Kalenin üzerine devrilmesiyle birlikte 20 saniye nefes alamadığını söz eden Murat Sefa Özbalık da “O gün annemden maç yapmak için müsaade istemiştim. Bizim orada maç yapmak için uygun bir yer olmadığından arkadaşlarımla okula gittik. Maç yaparken kaleye elimle asıldıktan sonra direk üzerime düştü. Sonra çocuklar beni banka götürdüler. Orada biraz oturdum. Kendimi iyi hissetmeyince uzanmamı söylediler. Su verdiler. Arkadaşlarımdan biri annemin numarasını isteyip onu aradı. Annem geldi. Babaannemin komşusunun arabası ile hastaneye gittik.

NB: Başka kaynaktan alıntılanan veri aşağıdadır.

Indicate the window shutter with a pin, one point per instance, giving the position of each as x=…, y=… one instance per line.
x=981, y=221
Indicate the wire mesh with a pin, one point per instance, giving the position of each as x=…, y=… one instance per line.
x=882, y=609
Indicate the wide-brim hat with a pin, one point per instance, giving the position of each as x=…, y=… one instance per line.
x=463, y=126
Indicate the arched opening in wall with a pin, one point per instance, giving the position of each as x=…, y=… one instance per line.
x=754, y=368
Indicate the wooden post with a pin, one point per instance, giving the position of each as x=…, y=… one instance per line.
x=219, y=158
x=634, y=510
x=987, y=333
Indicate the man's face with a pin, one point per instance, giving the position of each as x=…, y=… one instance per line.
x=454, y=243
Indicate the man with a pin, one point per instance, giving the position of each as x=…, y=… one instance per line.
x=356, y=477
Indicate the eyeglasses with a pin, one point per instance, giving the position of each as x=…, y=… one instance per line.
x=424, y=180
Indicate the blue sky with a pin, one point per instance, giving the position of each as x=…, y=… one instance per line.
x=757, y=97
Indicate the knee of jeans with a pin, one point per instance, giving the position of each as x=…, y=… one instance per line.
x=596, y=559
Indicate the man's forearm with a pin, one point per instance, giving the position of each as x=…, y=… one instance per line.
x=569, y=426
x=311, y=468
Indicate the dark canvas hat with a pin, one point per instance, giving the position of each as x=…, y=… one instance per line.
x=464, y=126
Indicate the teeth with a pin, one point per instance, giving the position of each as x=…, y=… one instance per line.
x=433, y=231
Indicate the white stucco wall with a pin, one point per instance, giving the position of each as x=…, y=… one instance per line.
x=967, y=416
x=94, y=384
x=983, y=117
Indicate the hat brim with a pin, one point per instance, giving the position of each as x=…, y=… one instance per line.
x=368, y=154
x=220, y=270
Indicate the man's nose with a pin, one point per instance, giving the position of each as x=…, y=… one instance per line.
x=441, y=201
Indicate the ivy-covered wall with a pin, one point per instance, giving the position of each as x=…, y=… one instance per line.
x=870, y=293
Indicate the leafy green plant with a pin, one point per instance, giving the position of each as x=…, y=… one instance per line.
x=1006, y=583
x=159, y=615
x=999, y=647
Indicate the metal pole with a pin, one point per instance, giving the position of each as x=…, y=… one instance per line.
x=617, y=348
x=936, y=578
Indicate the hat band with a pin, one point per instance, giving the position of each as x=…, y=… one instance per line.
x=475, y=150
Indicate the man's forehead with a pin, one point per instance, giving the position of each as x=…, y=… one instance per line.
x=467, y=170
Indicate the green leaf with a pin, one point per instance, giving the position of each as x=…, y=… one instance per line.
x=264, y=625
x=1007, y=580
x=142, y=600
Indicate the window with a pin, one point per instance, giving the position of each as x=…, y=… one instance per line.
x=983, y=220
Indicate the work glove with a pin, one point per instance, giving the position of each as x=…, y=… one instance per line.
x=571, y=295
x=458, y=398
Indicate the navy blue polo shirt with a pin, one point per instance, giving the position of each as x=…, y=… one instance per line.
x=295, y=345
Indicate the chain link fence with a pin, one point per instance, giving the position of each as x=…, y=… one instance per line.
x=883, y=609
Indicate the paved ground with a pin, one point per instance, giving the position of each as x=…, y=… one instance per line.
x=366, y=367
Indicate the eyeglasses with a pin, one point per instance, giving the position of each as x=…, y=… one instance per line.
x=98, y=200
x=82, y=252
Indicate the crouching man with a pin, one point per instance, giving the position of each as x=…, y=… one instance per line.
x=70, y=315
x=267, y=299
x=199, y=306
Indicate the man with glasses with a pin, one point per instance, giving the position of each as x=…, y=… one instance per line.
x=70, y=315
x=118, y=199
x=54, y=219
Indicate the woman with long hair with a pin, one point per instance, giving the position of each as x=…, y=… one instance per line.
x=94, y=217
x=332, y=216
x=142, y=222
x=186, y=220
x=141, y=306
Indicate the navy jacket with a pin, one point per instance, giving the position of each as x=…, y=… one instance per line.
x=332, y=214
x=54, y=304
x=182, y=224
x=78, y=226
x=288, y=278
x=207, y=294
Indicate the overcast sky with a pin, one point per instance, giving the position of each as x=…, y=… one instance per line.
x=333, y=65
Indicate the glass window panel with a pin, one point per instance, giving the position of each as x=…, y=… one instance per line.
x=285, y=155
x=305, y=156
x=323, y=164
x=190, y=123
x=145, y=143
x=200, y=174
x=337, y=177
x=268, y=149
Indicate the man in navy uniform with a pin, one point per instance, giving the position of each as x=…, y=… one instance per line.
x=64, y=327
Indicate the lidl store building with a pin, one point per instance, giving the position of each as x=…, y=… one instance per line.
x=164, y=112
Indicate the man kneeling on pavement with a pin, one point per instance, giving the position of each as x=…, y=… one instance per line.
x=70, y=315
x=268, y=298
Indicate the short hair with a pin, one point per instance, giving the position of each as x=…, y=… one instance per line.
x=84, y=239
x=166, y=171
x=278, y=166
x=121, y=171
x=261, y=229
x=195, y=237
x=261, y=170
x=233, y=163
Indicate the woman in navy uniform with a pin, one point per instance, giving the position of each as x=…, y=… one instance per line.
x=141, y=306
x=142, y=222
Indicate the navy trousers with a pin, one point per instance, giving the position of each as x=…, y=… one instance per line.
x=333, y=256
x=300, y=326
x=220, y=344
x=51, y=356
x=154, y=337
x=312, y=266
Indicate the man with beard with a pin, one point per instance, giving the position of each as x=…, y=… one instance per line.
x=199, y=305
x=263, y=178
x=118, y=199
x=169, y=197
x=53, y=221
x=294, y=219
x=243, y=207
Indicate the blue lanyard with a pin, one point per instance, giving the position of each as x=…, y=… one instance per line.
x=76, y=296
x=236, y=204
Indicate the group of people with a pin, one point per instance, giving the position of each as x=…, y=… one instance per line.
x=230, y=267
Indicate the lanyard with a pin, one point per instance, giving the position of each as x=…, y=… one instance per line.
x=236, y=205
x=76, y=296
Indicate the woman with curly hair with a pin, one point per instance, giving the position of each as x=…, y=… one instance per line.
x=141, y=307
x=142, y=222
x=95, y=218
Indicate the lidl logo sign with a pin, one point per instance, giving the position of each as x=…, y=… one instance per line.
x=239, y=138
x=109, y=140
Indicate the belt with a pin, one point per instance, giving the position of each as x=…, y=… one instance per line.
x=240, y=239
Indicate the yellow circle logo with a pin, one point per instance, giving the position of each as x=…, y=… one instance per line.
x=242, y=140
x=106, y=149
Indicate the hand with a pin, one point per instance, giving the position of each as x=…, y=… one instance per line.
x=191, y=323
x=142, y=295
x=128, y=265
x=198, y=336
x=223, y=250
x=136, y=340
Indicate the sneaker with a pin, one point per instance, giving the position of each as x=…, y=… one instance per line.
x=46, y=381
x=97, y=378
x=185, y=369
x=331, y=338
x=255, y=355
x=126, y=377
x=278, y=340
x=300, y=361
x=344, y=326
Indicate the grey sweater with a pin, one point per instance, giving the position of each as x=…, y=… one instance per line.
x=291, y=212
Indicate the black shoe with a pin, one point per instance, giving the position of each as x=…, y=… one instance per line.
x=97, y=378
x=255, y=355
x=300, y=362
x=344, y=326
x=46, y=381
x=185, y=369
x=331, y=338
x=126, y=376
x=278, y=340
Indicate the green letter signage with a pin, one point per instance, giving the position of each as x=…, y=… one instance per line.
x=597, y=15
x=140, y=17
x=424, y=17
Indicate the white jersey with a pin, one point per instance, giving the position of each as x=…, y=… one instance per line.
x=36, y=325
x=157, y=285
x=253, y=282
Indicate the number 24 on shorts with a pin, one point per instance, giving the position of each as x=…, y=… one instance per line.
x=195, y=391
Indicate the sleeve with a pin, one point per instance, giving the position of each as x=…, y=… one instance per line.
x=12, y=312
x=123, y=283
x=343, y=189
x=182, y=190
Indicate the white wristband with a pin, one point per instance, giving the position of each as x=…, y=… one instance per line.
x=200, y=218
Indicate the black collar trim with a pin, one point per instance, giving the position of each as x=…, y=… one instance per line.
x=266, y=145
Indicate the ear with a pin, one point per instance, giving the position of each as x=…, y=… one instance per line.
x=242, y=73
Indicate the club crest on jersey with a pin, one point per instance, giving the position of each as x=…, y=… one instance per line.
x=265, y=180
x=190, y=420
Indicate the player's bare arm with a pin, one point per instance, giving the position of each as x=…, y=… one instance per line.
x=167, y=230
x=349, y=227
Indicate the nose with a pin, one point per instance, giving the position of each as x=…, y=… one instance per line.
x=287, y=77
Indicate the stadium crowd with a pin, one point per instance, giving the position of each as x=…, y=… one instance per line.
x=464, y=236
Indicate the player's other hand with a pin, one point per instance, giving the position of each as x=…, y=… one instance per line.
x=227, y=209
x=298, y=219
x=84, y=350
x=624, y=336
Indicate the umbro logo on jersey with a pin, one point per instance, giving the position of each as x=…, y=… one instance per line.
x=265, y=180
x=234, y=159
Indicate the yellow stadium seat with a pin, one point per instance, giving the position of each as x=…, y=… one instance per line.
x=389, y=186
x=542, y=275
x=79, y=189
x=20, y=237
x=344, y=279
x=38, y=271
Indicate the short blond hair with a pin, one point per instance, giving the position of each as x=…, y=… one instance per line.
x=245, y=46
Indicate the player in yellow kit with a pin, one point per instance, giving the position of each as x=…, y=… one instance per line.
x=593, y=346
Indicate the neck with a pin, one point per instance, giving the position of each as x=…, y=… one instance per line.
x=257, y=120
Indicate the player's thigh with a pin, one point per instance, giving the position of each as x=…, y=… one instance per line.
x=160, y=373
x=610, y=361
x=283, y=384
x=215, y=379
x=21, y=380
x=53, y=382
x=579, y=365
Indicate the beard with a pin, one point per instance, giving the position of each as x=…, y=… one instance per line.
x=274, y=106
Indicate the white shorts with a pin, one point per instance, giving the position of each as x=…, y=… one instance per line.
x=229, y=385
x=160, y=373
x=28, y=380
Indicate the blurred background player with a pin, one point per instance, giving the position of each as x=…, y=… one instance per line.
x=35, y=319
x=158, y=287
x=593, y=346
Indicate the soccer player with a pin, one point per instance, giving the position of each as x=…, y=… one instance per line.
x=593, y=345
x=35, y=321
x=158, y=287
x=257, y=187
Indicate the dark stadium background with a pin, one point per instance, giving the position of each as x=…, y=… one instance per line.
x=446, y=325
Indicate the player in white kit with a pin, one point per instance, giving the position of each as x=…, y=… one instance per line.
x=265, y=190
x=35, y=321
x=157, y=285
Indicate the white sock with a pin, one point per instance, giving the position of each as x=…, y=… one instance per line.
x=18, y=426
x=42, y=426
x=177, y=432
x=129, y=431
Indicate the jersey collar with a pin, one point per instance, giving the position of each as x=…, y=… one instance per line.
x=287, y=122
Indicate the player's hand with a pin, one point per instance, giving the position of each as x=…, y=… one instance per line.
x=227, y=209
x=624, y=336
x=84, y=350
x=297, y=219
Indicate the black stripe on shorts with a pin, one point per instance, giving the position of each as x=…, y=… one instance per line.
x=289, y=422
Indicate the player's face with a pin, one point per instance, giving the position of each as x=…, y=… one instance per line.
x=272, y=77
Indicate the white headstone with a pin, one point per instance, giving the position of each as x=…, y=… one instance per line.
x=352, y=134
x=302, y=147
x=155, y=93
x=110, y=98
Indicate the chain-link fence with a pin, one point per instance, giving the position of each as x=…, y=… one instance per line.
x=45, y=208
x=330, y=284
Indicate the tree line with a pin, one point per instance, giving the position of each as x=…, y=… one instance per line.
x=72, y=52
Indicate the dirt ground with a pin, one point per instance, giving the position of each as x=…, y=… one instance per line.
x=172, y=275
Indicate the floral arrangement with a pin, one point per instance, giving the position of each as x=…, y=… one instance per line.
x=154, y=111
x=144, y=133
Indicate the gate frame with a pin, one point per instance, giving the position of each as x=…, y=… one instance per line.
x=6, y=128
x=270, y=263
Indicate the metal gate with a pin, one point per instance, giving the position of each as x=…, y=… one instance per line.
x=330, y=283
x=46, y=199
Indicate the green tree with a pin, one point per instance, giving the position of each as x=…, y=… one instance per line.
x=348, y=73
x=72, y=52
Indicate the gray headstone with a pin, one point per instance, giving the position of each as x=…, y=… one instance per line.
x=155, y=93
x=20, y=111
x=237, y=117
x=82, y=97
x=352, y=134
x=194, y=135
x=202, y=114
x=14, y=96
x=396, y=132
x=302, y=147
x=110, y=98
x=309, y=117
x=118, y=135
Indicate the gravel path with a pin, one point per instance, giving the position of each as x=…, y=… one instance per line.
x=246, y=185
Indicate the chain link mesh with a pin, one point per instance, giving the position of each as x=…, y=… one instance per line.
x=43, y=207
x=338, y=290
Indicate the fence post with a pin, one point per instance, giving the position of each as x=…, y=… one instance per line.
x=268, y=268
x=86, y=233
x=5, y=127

Hastaneye gittikten sonra da bana müdahale etmişler. Ondan sonrasını hatırlamıyorum. Uyandığımda boynumda ve kolumda borular vardı. Çok korkmuştum. O an öleceğimi düşünmüştüm fakat ölmedim.” tabirlerini kullandı.
SORUŞTURMA BAŞLATILDI
Ailenin avukatı Ezgi Keskin ise yaşanan olayda müvekkilinin hayati tehlike geçirecek nitelikte yaralandığını belirterek, savcılık tarafından başlatılan soruşturma evrakı ve açılan idari davayı takip ettiklerini lisana getirdi.